Berdichevsky was interviewed for and began his career at Tesla before his senior year at Stanford University, where he was working on a degree in mechanical engineering. He ended up playing an important role in dealing with a potentially dangerous situation for the company: that the fire of any of the thousands of batteries inserted in a vehicle would ignite the entire package.

He set up a program to systematically review a series of battery pack designs. After hundreds of tests, the company developed a combination of battery configurations, heat transfer materials, and cooling channels that largely prevented running fires.

After Tesla’s launch of the Roadster, Berdichevsky felt he needed to commit another five years to see the company through to develop the next car, the Model So to take advantage of the opportunity to try something new.

In the end, he decided he wanted to build something of his own.

Gene Berdichevsky, chief executive officer and promoter of Sila.

DAVID PAUL MORRIS / SILA

Berdichevsky returned to Stanford for a master’s program studying materials, thermodynamics, and physics, in hopes of finding ways to improve conservation at the basic level. After graduation, he spent a year as a residential entrepreneur at Sutter Hill Ventures, looking for ideas that could be the basis of his own business.

This time, he found a scientist ROLE identify a method to produce silicon-based particles for the anodes of lithium-ion batteries.

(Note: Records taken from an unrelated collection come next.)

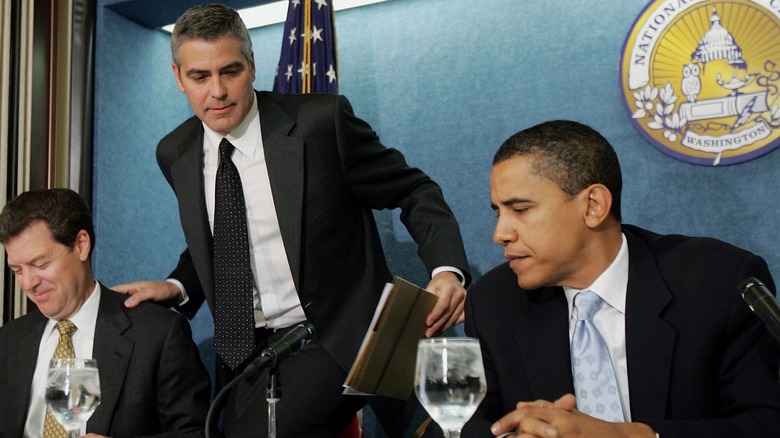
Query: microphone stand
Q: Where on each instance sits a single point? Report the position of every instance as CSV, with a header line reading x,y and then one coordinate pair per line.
x,y
273,395
251,369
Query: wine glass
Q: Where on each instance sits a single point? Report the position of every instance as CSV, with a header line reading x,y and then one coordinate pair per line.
x,y
450,380
72,392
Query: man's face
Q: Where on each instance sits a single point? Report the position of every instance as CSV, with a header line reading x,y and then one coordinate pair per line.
x,y
217,80
541,228
53,276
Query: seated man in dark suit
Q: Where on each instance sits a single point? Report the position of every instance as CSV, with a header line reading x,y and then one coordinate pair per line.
x,y
672,348
152,380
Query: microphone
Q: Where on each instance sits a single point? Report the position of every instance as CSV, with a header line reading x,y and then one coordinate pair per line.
x,y
291,342
762,302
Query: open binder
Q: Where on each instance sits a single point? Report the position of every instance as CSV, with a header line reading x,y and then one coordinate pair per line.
x,y
385,363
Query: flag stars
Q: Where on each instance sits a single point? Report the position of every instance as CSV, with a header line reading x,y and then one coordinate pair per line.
x,y
292,36
304,69
316,34
331,74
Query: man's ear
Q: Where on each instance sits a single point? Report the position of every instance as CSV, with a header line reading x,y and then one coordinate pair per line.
x,y
83,245
175,69
599,200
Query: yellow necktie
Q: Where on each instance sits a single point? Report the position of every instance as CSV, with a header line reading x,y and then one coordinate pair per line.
x,y
51,427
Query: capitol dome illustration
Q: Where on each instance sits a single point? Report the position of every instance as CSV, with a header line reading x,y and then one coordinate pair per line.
x,y
717,44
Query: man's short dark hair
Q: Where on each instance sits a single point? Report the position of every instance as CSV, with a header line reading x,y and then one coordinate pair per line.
x,y
570,154
62,210
209,22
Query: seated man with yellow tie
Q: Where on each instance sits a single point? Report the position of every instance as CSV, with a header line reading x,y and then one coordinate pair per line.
x,y
597,329
152,380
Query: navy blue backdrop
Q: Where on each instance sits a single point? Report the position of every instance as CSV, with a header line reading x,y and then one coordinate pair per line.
x,y
444,81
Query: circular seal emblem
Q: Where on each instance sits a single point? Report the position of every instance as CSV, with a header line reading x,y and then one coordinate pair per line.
x,y
701,81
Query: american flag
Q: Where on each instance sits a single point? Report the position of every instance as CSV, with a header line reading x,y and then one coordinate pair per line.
x,y
307,63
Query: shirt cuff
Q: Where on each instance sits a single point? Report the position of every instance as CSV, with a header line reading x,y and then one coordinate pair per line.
x,y
184,297
457,272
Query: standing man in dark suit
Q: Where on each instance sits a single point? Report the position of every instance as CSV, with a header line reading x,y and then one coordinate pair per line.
x,y
152,380
689,357
312,173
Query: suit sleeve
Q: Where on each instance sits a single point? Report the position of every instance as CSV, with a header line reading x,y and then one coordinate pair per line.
x,y
381,178
748,394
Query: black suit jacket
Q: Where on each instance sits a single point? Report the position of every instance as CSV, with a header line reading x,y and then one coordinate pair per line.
x,y
700,364
152,380
327,171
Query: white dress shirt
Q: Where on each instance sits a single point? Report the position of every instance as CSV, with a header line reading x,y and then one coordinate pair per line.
x,y
84,319
610,319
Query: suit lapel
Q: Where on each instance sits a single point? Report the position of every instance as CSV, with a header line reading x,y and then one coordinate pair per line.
x,y
113,352
187,174
544,344
284,157
649,339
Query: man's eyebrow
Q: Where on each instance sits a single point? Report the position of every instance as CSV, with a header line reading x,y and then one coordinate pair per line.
x,y
232,65
512,201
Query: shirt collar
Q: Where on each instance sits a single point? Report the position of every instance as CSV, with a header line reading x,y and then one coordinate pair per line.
x,y
85,318
612,284
244,137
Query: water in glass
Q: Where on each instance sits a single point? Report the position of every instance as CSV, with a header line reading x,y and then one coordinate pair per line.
x,y
450,380
73,391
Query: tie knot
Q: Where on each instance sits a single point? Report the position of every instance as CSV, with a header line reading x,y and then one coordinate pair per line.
x,y
225,150
66,328
586,304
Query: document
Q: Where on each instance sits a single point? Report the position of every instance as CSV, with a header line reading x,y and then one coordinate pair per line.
x,y
385,363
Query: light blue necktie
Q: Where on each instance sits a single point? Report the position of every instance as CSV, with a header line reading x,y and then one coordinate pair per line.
x,y
594,377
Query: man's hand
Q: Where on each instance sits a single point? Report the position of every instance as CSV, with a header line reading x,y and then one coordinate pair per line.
x,y
448,311
162,292
543,419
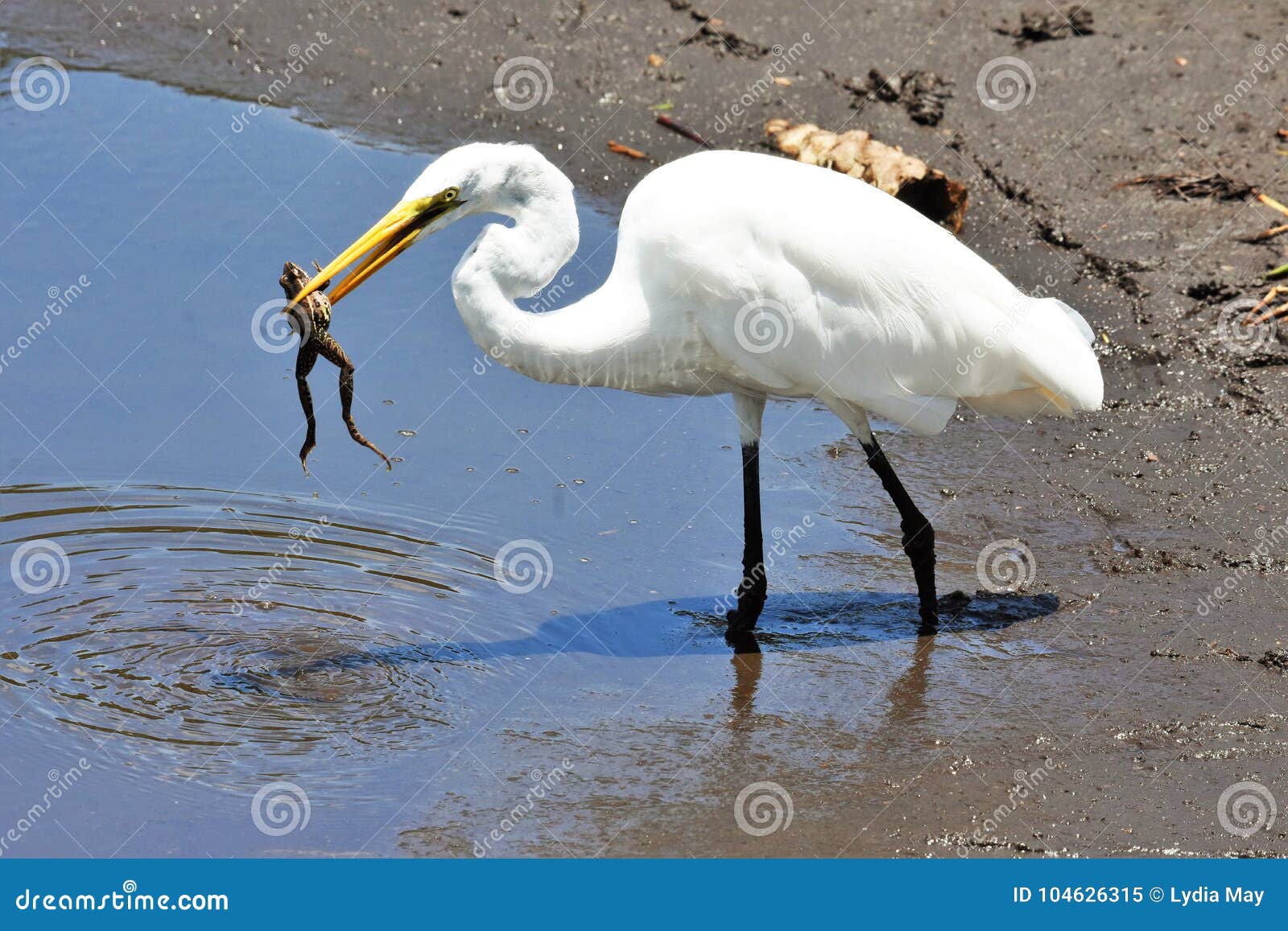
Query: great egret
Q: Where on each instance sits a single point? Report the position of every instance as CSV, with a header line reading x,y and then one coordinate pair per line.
x,y
753,276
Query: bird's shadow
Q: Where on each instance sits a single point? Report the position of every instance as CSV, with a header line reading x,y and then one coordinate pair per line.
x,y
796,622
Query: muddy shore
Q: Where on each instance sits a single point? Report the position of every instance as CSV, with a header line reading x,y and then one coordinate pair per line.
x,y
1150,701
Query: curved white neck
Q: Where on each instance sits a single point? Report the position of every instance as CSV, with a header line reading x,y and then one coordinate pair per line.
x,y
506,263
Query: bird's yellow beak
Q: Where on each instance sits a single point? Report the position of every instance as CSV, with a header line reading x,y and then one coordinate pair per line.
x,y
382,244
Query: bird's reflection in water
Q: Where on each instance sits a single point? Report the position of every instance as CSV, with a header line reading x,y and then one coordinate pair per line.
x,y
747,663
907,694
906,697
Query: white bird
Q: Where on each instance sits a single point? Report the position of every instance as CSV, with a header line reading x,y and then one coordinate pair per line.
x,y
758,277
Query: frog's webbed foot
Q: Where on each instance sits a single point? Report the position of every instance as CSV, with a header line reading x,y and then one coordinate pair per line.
x,y
304,360
328,347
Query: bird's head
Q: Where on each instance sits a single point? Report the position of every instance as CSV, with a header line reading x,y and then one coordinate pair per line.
x,y
480,178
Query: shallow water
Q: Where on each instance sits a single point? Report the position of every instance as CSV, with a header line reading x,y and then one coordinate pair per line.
x,y
199,620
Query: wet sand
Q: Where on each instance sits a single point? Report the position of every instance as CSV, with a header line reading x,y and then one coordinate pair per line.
x,y
1133,706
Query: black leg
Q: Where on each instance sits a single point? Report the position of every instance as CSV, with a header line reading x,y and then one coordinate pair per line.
x,y
919,536
751,590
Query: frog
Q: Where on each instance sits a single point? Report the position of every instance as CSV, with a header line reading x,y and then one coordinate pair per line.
x,y
312,321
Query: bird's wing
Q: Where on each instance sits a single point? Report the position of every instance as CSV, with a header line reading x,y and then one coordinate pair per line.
x,y
847,293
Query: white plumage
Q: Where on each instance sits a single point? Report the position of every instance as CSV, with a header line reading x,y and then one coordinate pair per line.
x,y
753,276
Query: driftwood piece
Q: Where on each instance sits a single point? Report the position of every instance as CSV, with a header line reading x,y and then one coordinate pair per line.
x,y
313,321
857,154
1191,187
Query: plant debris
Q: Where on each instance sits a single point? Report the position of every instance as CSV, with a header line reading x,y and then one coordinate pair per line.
x,y
923,93
718,35
1191,187
676,126
312,321
613,146
858,154
1036,26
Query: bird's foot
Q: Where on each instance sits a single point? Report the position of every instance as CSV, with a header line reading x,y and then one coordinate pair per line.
x,y
742,620
304,454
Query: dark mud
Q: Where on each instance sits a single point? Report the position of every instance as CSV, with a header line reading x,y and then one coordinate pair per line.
x,y
1157,525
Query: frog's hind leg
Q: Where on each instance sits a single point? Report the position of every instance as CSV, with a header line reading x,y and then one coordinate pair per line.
x,y
304,362
332,349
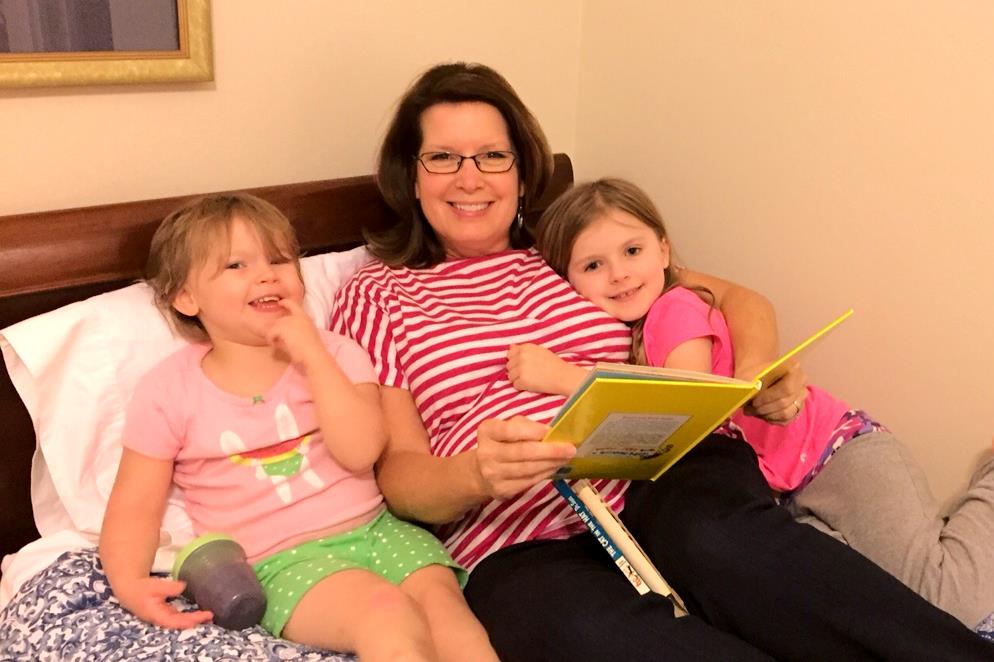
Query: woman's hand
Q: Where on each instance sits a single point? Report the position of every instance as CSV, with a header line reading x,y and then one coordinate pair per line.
x,y
534,368
783,400
147,598
511,456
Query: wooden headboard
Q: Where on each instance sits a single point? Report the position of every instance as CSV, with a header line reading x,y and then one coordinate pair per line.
x,y
50,259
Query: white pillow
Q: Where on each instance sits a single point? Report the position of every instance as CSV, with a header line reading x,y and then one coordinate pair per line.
x,y
75,369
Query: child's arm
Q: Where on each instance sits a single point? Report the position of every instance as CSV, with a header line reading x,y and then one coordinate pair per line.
x,y
694,354
130,535
534,368
349,414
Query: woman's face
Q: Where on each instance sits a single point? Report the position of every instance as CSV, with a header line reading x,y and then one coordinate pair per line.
x,y
470,211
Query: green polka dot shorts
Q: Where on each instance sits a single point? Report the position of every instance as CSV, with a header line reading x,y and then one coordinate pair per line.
x,y
390,547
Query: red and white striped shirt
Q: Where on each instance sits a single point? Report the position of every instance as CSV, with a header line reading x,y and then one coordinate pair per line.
x,y
443,333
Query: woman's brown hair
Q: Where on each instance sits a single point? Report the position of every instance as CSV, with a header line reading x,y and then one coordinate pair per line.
x,y
583,204
410,241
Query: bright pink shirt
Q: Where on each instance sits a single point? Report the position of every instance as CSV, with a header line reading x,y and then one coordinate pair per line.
x,y
258,471
786,452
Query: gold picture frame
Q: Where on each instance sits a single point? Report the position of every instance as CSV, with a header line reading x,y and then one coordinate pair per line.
x,y
191,62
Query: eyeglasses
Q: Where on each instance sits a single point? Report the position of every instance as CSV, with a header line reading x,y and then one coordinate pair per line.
x,y
446,163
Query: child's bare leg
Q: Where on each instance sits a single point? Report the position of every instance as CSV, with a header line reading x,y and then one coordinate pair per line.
x,y
457,634
359,611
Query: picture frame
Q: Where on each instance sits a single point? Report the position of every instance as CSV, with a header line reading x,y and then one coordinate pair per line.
x,y
191,62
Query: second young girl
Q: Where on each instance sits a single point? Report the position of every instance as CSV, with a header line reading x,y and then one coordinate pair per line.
x,y
270,427
835,467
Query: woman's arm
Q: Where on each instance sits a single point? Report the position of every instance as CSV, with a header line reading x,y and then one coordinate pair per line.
x,y
129,537
752,324
509,458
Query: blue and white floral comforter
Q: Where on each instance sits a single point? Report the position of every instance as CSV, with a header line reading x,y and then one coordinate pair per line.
x,y
67,613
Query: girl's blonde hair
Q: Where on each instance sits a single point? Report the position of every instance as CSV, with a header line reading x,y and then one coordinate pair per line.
x,y
583,204
186,238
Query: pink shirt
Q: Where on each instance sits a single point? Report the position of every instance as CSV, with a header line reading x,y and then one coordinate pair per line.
x,y
786,452
443,333
260,471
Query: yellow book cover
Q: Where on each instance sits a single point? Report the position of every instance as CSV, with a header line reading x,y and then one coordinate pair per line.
x,y
635,421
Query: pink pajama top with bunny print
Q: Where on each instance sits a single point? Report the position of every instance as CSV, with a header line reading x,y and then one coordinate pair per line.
x,y
787,453
254,468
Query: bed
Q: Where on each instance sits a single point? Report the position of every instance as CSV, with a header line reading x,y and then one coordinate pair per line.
x,y
76,330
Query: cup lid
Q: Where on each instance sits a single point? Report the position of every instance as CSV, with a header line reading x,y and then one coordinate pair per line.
x,y
193,546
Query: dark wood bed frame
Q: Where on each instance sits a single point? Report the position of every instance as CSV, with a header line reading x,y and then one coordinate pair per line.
x,y
50,259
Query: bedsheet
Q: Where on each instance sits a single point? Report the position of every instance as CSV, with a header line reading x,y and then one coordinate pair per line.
x,y
67,613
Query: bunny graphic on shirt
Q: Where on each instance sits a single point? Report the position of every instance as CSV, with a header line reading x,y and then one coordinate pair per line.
x,y
280,461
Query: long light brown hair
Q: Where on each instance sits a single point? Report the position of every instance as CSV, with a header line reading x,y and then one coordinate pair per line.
x,y
583,204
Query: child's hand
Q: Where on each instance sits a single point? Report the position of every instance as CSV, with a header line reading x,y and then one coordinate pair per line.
x,y
296,335
534,368
146,599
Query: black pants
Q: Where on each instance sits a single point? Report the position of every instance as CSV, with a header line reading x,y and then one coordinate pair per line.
x,y
758,584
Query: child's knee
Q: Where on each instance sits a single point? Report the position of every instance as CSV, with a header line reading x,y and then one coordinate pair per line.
x,y
387,599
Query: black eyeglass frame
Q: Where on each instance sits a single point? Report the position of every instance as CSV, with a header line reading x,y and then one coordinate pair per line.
x,y
475,157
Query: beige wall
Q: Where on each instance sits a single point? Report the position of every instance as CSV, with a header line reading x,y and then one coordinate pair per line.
x,y
830,154
301,92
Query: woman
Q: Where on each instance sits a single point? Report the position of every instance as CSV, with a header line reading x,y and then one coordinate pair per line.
x,y
454,288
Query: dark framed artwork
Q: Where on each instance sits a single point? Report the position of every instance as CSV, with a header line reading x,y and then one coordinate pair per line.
x,y
47,43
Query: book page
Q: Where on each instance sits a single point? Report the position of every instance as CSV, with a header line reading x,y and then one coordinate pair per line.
x,y
630,435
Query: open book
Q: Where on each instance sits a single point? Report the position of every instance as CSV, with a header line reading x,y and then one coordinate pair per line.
x,y
634,422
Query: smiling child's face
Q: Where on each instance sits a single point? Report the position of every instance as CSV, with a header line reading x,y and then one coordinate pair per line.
x,y
618,263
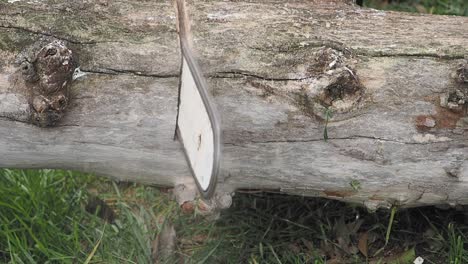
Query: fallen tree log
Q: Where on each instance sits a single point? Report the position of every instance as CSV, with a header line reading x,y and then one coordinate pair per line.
x,y
387,90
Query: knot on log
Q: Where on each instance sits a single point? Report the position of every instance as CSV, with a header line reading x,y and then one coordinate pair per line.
x,y
46,68
462,72
335,86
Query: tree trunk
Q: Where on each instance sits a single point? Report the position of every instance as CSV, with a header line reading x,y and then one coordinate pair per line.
x,y
389,90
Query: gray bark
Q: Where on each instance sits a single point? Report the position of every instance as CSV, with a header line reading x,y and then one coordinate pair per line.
x,y
394,82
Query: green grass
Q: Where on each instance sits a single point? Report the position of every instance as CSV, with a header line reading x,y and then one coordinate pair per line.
x,y
43,220
440,7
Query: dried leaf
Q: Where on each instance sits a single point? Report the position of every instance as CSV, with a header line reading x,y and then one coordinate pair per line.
x,y
362,244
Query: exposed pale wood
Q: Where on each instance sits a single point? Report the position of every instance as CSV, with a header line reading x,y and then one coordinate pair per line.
x,y
259,57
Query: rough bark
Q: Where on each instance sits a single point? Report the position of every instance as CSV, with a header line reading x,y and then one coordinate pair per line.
x,y
394,82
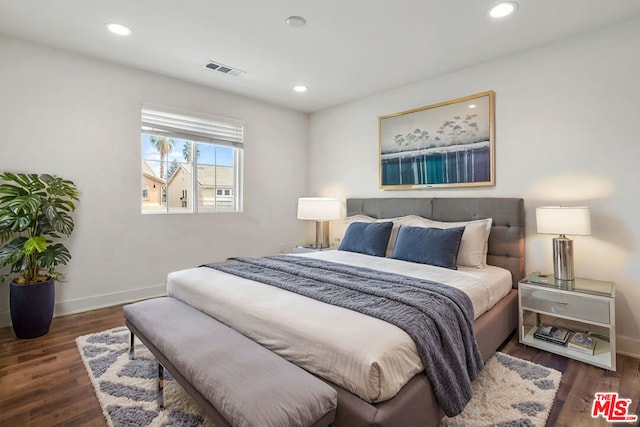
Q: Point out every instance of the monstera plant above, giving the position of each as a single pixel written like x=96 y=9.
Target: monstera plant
x=35 y=215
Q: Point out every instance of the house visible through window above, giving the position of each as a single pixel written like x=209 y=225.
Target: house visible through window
x=185 y=155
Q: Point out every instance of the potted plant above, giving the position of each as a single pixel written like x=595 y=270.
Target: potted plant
x=34 y=216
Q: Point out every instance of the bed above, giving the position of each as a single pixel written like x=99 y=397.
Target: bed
x=380 y=381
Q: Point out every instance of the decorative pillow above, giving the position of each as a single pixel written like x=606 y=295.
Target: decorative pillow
x=367 y=238
x=433 y=246
x=397 y=222
x=474 y=244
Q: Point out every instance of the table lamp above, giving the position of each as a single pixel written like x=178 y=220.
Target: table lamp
x=321 y=210
x=563 y=220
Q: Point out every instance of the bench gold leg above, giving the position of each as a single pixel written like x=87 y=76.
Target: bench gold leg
x=160 y=386
x=131 y=342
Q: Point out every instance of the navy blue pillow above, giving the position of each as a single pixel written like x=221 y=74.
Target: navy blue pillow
x=368 y=238
x=433 y=246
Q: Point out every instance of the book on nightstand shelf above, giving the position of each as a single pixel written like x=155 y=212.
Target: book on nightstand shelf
x=552 y=334
x=582 y=343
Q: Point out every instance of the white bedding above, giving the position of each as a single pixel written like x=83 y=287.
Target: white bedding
x=369 y=357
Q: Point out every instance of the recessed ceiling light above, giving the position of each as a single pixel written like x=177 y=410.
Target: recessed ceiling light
x=503 y=9
x=296 y=21
x=118 y=29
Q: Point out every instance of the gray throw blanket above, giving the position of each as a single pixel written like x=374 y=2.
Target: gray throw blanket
x=439 y=318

Researchers have long seen silicon as a promising way to increase the power of batteries, because its atoms can be bonded with 10 times more lithium ions in weight than can be. graphite. That means they hold more of the charged molecules that make up the electricity in a battery. But the silicon anodes are likely to break while charging, because they coalesce to wait for the ions to move back and forth between the electrodes.

The paper, written by Georgia Institute of Technology professor Gleb Yushin, highlights the possibility of developing hard silicon materials with a porous core that can be multiple. quickly accept and release lithium ions.

The following year, Berdichevsky led Sila along with Yushin and Alex Jacobs, another Tesla engineer.

Obstacles and delays

The company spent the next decade tweaking its methods and materials, operating more than 50,000 iterations of chemistry while increasing its manufacturing capacity. Earlier, it decided to make drop-in materials that could replace the makers of lithium-ion batteries, rather than follow the more expensive and risky route of making complete batteries themselves.

They are not as far away as first expected to be.

After securing several million dollars from the ARPA-E division of the U.S. Department of Energy, the company once told the research agency that its materials could be available in 2017 products and in vehicles. year 2020. In 2018, when They announced the deal with BMW, It said its particles could help run the German EV automaker in 2023.

Berdichevsky says the company now expects to be in cars “more like 2025.” He said solving the “last mile” problems was more difficult than they expected. Along with the challenges of working with battery makers to get the best performance from novel materials.

“We are very optimistic about the challenges of scaling and bringing products to market,” he said in an email.

Whoop news signals that they They are able to engineer particles in a way that offers safety, life cycles, and other benchmarks to make the battery similar to those achieved by existing ones. product.